Un métier mis en péril par les importations et l’augmentation des crémations
Sa profession affronte de nouveaux enjeux. La crémation est devenue un choix, plébiscité par un tiers des français.
"L’importation des matières étrangères m’a aussi fait me poser des questions" souligne Jean-François. Avec douze salariés sous sa responsabilité, fallait-il continuer à fabriquer ? Fallait-il importer ? "On m’a dit que si je rentrais dans l’import, je serais mort." Il décide finalement de conserver son savoir-faire, de "serrer les boulons partout" tout en se diversifiant. Le funéraire concerne désormais 70 % de son activité. Il mise sur la décoration pour les 30 % restants. Son secteur recrute mais les candidats manquent.
"Cela touche tous les sens. Ça sent, la mort"
Carlo et Stefani sont thanatopracteurs. Ils s'occupent du corps du défunt, d'en préserver la dégradation, pour les proches qui veulent avoir une dernière image. Ils n'interviennent que si la demande en a été faite.
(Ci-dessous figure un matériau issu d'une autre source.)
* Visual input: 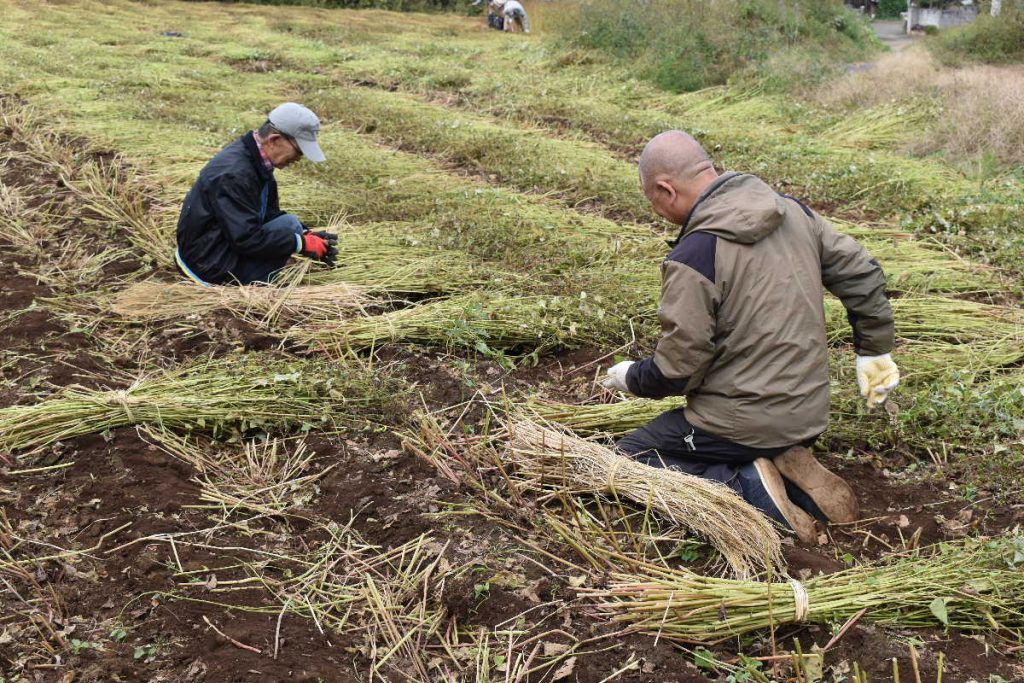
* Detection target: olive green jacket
[627,173,894,447]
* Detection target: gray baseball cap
[266,102,327,164]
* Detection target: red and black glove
[302,230,338,266]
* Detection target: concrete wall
[905,6,978,31]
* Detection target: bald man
[602,131,899,543]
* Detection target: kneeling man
[603,131,899,542]
[174,102,337,286]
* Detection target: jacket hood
[679,173,785,244]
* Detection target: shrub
[929,7,1024,63]
[551,0,878,92]
[816,49,1024,171]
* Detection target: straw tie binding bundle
[508,417,783,578]
[790,579,811,624]
[108,389,135,425]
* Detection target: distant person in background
[473,0,505,31]
[503,0,529,33]
[174,102,338,287]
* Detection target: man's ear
[654,180,679,202]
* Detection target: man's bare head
[640,130,718,223]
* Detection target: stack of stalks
[0,358,386,453]
[591,536,1024,644]
[508,418,783,578]
[111,280,380,325]
[289,292,600,353]
[143,428,334,516]
[526,396,686,435]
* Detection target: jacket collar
[240,131,273,180]
[666,171,742,247]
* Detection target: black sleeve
[626,357,690,398]
[208,174,296,256]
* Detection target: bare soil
[0,118,1024,683]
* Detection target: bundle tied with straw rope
[591,532,1024,644]
[508,417,783,578]
[111,280,374,325]
[0,355,395,453]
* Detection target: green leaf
[693,647,718,671]
[928,598,949,626]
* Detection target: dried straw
[509,418,783,578]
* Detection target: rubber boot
[739,458,818,544]
[772,445,860,524]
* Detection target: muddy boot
[772,445,860,524]
[739,458,818,544]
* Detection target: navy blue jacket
[177,132,296,284]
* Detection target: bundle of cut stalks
[591,536,1024,644]
[111,280,373,324]
[289,292,600,352]
[508,418,783,578]
[527,396,686,435]
[0,358,387,453]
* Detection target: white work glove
[601,360,633,393]
[857,353,899,410]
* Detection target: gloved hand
[313,230,338,268]
[601,360,634,393]
[857,353,899,410]
[302,230,338,265]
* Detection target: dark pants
[615,408,791,495]
[231,213,302,285]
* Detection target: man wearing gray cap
[174,102,338,286]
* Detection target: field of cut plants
[0,0,1024,683]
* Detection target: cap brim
[295,137,327,164]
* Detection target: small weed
[132,643,158,664]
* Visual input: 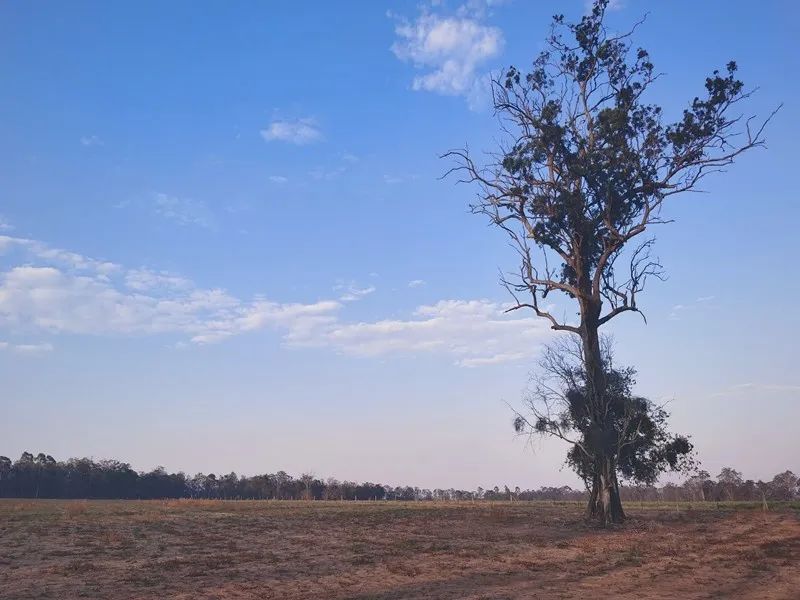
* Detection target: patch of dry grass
[0,500,800,600]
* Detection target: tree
[769,471,800,500]
[445,0,774,523]
[514,338,694,518]
[717,467,743,500]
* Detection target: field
[0,500,800,600]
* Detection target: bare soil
[0,500,800,600]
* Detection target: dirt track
[0,500,800,600]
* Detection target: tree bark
[581,300,625,527]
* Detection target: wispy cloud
[0,236,551,367]
[153,192,215,229]
[0,342,53,356]
[390,1,505,105]
[333,281,376,302]
[261,117,322,146]
[669,296,716,321]
[316,300,551,367]
[80,135,103,147]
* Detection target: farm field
[0,500,800,600]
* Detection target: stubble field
[0,500,800,600]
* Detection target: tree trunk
[581,301,625,527]
[586,458,625,527]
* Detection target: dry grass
[0,500,800,600]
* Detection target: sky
[0,0,800,488]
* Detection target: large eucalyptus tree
[446,0,774,523]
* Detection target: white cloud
[81,135,103,147]
[261,117,322,146]
[0,342,53,356]
[333,281,376,302]
[316,300,551,367]
[391,2,505,104]
[669,296,717,321]
[153,192,214,229]
[0,236,551,367]
[342,152,361,163]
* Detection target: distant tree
[445,0,769,523]
[717,467,743,500]
[514,338,694,517]
[767,471,800,500]
[684,470,713,501]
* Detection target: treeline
[0,452,800,501]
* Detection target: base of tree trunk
[586,466,625,527]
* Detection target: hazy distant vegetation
[0,452,800,502]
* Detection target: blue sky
[0,0,800,487]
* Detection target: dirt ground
[0,500,800,600]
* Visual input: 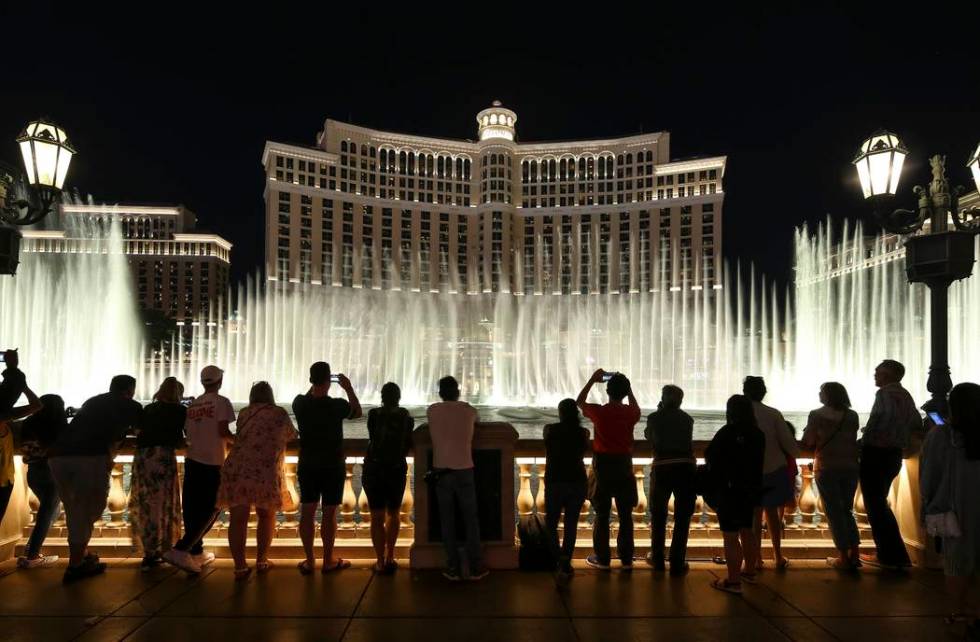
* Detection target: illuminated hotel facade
[262,102,726,295]
[21,204,232,325]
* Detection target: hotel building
[21,204,231,324]
[262,102,726,295]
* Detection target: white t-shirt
[184,392,235,466]
[427,401,476,470]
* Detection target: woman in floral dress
[129,377,187,571]
[218,381,296,580]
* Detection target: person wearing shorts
[293,361,361,575]
[361,381,415,573]
[704,395,766,594]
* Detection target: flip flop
[320,557,350,575]
[711,578,742,595]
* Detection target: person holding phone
[575,369,640,570]
[802,381,861,570]
[293,361,363,575]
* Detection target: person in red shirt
[576,369,640,570]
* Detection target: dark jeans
[24,459,61,558]
[174,459,221,555]
[860,446,910,565]
[544,481,585,563]
[592,453,637,564]
[650,463,697,566]
[436,468,482,573]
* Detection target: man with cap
[163,366,235,573]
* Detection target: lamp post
[0,119,75,274]
[854,131,980,414]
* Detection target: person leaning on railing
[575,369,640,571]
[643,385,697,575]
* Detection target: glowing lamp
[854,130,908,198]
[17,120,75,190]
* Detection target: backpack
[517,513,557,571]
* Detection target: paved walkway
[0,560,976,642]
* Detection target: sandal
[320,557,350,575]
[711,576,744,595]
[255,560,276,574]
[296,560,313,575]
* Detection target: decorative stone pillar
[517,463,534,517]
[105,462,129,536]
[339,462,357,531]
[398,463,415,532]
[800,465,817,528]
[633,463,647,524]
[277,462,299,537]
[534,464,545,517]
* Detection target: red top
[582,403,640,455]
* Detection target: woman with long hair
[919,383,980,639]
[704,395,766,595]
[217,381,296,581]
[361,381,415,573]
[543,399,589,581]
[803,381,861,570]
[129,377,187,571]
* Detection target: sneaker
[585,554,609,571]
[17,555,58,568]
[442,568,463,582]
[467,566,490,582]
[163,548,201,575]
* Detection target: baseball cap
[201,366,225,385]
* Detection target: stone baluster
[277,462,299,537]
[633,462,647,524]
[534,464,545,517]
[357,461,371,537]
[105,462,129,535]
[800,465,817,528]
[398,462,415,531]
[517,462,534,517]
[339,462,357,531]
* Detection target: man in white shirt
[742,377,800,568]
[163,366,235,573]
[427,377,489,582]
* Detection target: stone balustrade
[0,428,924,560]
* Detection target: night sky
[0,2,980,282]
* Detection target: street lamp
[854,131,980,414]
[0,119,75,274]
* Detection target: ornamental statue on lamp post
[853,131,980,415]
[0,119,75,274]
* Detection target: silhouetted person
[17,395,68,568]
[860,359,922,568]
[803,381,861,570]
[48,375,143,583]
[643,386,697,575]
[742,377,800,568]
[919,383,980,624]
[543,399,589,582]
[293,361,362,575]
[575,370,640,570]
[704,395,766,594]
[361,381,415,573]
[163,366,235,574]
[426,377,489,582]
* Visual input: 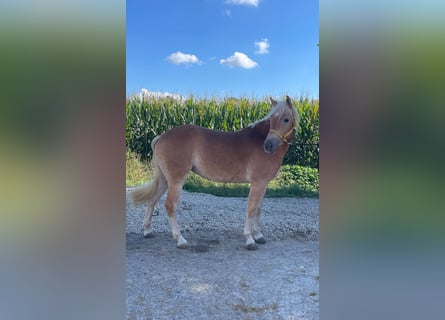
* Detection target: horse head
[264,96,299,153]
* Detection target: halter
[269,125,294,144]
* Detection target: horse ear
[270,97,278,107]
[286,96,293,108]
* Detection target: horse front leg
[244,183,267,250]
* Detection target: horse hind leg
[143,176,167,238]
[131,162,167,238]
[244,184,267,250]
[165,183,188,249]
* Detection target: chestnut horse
[131,97,299,250]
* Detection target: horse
[131,96,299,250]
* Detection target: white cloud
[139,88,184,101]
[166,51,201,64]
[226,0,260,7]
[255,38,270,54]
[219,51,258,69]
[222,9,232,17]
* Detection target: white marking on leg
[176,233,188,249]
[143,205,153,237]
[246,235,255,247]
[244,218,252,238]
[144,226,153,237]
[168,217,188,248]
[253,232,264,240]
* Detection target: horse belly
[192,157,250,182]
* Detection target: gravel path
[126,189,319,320]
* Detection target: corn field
[126,96,320,168]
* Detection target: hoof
[246,243,258,250]
[255,237,266,244]
[176,242,189,249]
[176,235,189,249]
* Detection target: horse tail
[130,136,167,204]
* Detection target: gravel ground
[126,189,319,320]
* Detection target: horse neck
[244,119,270,139]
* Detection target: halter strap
[269,126,294,143]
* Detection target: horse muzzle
[264,137,280,153]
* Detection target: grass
[126,152,319,198]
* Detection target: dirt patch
[126,194,319,319]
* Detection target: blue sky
[126,0,319,98]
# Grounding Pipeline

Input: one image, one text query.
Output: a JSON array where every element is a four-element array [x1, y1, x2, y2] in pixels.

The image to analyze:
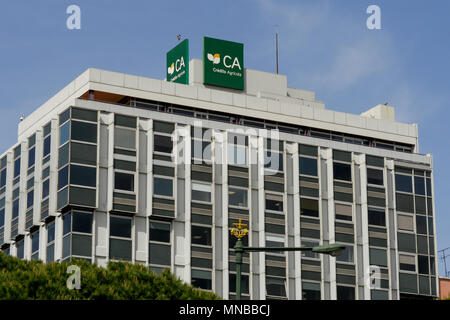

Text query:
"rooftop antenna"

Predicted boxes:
[[275, 24, 278, 74]]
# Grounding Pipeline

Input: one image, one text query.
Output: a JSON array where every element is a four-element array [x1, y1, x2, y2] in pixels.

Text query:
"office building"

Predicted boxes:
[[0, 57, 439, 300]]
Ce métier a pour tous les deux été une révélation, après des débuts professionnels dans des domaines complètement différents. Le milieu agricole pour Carlo, la vente pour Stefani.
Chacun se rappelle de son premier soin, une étape importante avant de se lancer. "Mon premier c'était à Nantes, j'ai trouvé ça beau, les gestes, ce travail avec la tête, le coeur et les mains" dit Stefani. "J'étais faite pour ça" et d'ajouter "ça nous concerne tous".
Carlo s'est toujours senti attiré par le milieu mortuaire. Le décès de proches confirme son appétence. "Quand je les ai vus avant et après le soin, je me suis rendu compte qu'ils étaient beaux." Avant de reprendre des études et d'obtenir un diplôme d'État, lui aussi assistera à plusieurs soins. "Il faut dire ce qui est. C'est choquant car invasif. Et puis dans notre société, on a oublié ce que c'était la mort, que notre corps est fait à 80% d'eau, que ça sent, que c'est pas joli..."
"On a un rôle primordial dans le deuil" rappelle Stefani "si il n'y a pas de dépouille, si le corps est trop abîmé, cela entraîne des difficultés pour les familles." Elle précise "attention, nous ne sommes pas des magiciens, si le corps est trop dégradé et qu'on ne peut rien faire, on le dit."
On est redevenu une profession de l'ombre
Après avoir été salariés pendant de nombreuses années, Carlo et Stefani ont décidé de créer leur propre SARL. Ils exercent désormais à leur compte, de manière itinérante et interviennent à la demande des pompes funèbres notamment. Leur métier a évolué. "On a beaucoup plus rarement affaire aux familles. Avant les soins se pratiquaient beaucoup à domicile et laissaient le temps à l'échange" regrettent-ils.
Leur profession a forcément une incidence sur leur rapport à la mort : "on voit tous les jours la brieveté de la vie. On a une certaine lucidité."